Так было бы правильно. Так раздались бы аплодисменты
«Нет, — кричал Клёст, споря сам с собой. — Это всё ты, бес! Искушаешь, погубить хочешь? Да воскреснет Бог, и расточатся врази Его, да бежат от лица Его ненавидящие Его…»
За аршин до края ноздри уловили запах табачного дыма. Сердце в груди забилось пойманным воробышком. Что, нечистый? Вышел на балкон покурить? А вот тебе и пулька из «французика»! Войдёт точнёхонько в темечко, выйдет из подбородка, вырвет челюсть, расплещет мозги по балконным перилам.
Знатное будет зрелище!
Он скользнул к краю — и понял, что падает. Успел мельком увидеть беса, курящего на балконе: тот опёрся о перила, вглядываясь в бездну — ту, что исторгла его из себя. Увидел и огромную подтаявшую сосульку, нависшую над макушкой беса — с крыши свешивался громадный наконечник рыцарского копья.
Холодно, холодно…
«Вот бы! — загадал Миша. — И стрелять бы не пришлось…»
В последний миг, не глядя, он каким-то чудом ухватился за торчавшую из крыши железную трубу. Труба содрогнулась, жесть опасно завибрировала, острый треск прозвучал литаврами похоронного оркестра. Сосулька отломилась и, к восторгу Миши, рухнула на балкон, прямо на голову проклятому бесу!

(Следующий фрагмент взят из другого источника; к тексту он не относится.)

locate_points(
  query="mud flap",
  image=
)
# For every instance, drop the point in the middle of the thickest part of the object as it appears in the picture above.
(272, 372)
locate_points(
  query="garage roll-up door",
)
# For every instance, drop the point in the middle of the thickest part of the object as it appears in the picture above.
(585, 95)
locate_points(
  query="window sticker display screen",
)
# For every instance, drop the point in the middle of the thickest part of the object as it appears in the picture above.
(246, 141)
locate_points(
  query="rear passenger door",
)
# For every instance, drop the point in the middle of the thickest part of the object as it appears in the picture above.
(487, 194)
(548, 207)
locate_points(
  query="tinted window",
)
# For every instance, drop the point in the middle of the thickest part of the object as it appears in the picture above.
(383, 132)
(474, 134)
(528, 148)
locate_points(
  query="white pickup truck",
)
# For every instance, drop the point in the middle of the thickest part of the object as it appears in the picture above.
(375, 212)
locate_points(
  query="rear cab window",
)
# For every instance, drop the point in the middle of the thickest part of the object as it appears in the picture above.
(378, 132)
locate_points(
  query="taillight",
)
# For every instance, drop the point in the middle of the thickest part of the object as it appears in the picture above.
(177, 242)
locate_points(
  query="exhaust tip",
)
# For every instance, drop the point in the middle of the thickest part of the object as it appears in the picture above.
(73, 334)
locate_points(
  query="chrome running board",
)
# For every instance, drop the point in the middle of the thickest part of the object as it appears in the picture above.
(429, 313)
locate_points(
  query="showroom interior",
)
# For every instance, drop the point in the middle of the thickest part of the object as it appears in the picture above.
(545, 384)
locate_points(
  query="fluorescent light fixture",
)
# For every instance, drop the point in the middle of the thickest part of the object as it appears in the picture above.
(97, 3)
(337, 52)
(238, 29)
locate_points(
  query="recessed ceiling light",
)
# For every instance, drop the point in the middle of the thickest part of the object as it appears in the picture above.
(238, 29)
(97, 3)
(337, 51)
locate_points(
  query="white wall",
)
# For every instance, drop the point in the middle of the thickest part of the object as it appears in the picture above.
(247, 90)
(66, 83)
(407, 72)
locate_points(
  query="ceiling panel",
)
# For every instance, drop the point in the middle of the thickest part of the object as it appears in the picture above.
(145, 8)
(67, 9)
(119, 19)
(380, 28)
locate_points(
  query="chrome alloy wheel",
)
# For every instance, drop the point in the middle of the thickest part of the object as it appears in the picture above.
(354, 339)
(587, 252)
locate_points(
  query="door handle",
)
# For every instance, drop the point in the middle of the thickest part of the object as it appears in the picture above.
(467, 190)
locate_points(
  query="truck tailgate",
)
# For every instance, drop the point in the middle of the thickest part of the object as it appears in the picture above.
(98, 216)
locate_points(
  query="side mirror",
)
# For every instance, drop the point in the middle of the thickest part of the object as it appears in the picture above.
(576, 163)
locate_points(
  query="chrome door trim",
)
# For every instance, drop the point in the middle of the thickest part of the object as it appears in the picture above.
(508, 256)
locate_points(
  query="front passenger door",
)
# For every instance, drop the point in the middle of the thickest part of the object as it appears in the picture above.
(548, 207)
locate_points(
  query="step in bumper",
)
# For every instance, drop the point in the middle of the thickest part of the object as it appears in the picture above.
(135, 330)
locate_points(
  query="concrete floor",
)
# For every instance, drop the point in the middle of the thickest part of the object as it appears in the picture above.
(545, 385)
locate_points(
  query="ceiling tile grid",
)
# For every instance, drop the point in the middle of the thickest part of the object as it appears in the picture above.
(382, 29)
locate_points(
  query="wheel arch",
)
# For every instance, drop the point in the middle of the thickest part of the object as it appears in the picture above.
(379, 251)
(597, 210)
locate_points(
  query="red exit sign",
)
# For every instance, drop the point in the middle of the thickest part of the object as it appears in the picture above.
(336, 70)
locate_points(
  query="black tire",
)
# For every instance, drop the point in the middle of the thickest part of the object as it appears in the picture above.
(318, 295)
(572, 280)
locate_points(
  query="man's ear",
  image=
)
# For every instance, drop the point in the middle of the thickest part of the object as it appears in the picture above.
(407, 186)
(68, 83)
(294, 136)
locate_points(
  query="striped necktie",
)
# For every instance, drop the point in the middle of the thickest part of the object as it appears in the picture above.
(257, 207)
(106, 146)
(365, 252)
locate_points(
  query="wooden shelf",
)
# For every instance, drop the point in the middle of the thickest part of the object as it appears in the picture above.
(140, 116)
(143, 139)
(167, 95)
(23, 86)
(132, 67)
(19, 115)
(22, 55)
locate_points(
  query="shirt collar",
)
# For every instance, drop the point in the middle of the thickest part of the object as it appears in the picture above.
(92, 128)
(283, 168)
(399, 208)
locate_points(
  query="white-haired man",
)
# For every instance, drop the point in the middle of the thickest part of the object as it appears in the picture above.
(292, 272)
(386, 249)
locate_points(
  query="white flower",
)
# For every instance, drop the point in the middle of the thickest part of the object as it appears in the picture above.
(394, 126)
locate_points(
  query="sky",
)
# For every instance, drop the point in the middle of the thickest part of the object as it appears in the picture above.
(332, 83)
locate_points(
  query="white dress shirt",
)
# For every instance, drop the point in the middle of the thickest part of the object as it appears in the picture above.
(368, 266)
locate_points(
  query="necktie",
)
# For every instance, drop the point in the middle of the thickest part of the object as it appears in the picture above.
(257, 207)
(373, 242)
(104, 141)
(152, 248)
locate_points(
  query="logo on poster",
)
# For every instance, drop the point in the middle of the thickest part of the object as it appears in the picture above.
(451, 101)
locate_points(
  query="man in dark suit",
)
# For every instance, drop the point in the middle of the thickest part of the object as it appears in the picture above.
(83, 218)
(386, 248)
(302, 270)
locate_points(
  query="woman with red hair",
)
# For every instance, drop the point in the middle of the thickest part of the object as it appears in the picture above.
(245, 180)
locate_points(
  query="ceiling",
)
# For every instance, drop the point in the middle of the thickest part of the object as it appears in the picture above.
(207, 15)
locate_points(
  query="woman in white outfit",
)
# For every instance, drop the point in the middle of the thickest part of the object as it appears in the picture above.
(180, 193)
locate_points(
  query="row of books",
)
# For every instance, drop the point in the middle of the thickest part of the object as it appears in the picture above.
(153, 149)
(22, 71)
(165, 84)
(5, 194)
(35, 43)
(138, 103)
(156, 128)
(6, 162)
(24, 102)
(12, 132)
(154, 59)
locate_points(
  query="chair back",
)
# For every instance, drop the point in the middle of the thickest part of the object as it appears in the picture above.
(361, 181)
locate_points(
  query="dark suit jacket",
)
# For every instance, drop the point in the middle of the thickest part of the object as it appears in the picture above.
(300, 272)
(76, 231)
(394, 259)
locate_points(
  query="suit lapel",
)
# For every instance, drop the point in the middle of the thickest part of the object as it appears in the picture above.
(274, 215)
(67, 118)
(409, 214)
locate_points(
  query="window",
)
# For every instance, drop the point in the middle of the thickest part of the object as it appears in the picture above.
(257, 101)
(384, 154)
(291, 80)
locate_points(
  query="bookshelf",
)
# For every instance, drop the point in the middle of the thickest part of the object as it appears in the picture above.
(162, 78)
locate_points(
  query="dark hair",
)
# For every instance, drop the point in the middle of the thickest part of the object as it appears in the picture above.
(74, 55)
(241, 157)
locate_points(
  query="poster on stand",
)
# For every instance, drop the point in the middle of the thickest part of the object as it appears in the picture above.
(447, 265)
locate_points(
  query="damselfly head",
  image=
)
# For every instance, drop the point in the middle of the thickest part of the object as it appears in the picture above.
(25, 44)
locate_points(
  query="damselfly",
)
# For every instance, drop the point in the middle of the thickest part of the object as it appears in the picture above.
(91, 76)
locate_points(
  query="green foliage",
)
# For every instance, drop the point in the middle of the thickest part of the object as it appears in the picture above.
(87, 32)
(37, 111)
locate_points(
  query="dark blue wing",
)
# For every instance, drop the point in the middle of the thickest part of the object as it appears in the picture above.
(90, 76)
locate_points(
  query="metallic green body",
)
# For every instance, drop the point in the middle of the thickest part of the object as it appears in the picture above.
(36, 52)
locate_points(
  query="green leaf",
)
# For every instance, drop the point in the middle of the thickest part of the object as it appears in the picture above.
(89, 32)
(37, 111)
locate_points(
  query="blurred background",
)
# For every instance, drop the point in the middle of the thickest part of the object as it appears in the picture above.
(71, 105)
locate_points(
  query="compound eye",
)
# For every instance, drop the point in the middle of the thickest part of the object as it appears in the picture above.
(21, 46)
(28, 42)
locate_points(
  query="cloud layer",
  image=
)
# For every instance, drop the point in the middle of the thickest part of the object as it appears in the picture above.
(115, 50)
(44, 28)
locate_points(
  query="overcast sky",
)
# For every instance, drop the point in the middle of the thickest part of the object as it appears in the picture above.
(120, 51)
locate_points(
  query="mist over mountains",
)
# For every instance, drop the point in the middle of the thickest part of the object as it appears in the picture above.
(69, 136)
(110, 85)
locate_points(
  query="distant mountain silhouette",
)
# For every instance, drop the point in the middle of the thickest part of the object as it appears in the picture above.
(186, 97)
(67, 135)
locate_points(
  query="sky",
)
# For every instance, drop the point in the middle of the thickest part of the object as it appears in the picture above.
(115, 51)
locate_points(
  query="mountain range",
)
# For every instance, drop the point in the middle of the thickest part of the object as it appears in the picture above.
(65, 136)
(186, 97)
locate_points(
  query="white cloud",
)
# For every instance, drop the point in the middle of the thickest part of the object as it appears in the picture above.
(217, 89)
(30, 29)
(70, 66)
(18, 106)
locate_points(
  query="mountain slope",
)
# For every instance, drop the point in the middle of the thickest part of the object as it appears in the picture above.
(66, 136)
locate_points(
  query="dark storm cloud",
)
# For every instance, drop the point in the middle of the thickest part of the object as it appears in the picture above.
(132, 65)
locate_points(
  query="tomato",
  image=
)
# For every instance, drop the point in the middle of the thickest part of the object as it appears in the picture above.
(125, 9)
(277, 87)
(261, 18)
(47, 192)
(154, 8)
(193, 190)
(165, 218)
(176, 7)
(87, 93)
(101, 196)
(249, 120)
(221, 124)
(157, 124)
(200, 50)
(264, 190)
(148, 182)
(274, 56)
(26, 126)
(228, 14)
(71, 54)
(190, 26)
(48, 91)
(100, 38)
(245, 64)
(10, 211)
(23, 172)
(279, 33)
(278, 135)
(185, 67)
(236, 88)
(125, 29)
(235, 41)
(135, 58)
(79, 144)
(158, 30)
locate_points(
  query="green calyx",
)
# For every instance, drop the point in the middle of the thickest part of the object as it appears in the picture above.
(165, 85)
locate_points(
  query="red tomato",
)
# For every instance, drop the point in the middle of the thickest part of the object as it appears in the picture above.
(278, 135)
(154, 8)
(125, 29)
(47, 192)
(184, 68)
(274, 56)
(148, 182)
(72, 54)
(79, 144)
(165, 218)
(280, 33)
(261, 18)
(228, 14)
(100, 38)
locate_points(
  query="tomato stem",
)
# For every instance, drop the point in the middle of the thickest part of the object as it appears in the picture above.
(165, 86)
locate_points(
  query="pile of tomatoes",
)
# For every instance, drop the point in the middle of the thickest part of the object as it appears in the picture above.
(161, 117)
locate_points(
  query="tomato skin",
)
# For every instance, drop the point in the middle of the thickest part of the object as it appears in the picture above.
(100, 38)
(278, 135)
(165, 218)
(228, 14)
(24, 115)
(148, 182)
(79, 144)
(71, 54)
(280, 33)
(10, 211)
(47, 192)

— Умри, гад! Я Миша Клёст, бью…
И пальцы, намертво вцепившиеся в трубу, едва не разжались, когда бес ответил.
— Не верю!
За миг до падения сосульки Алексеева бросило в жар, да так, что взгляд утратил резкость. Жар быстро схлынул, но туман в глазах остался. Утомление? Да, пожалуй. Алексеев вспомнил про утраченное пенсне, с огорчением развёл руками, выбрасывая окурок, отступил к балконному порожку, сделал в уме зарубку на память, что завтра хорошо бы зайти в оптический магазин — и острая глыба льда ударилась о перила, разлетелась вдрызг, ухнула во двор дождём убийственных осколков.
Ему показалось, что осколки упали не просто так, что они разорвали в клочья гигантского паука, но это, вне сомнений, были последствия шока. Пауки? В марте? В губернском городе Х?!
Чепуха.
«Что же вы испугались? — услышал он спокойный голос матери. — Я же сказала, что всё будет хорошо!»
Алексеев поднял лицо к небу:
— Не верю!
Он лгал. Он верил.
Глава тринадцатая«ДО СТА ДВАДЦАТИ?»
1«Холодно-горячо»
— Доброе утро, Ашот Каренович!
— Утро? Добрый день, Константин Сергеевич! Ну вы и горазды спать… Полдень на дворе!
— Полдень? А я и на часы не посмотрел. Извините, не хотел отрывать вас от работы. Лев Борисович сказал… в смысле, Лейба Берлович… Слушайте, как мне к нему обращаться? Так, чтобы он не обиделся?
— Лёва? Он не обидчивый. Как хотите, так и обращайтесь, хоть Левон Бедросович.
В мастерской было прибрано. В мастерской было светло. Незапертая с вечера дверь такой и осталась. Сапожник Ваграмян сидел за железным верстаком, прихлебывая из оловянной кружки, и играл сам с собой в шахматы. Был сапожник свеж, бодр, хотя и чувствовалась в его осанке некая усталость — единственное, что напоминало о безумной ночи, канувшей в небытие. Сказать по правде, Алексеев уже и сам не верил — «Не верю!» — что весь вчерашний кавардак случился с ним, а не с каким-нибудь героем пьесы Гауптмана или Метерлинка.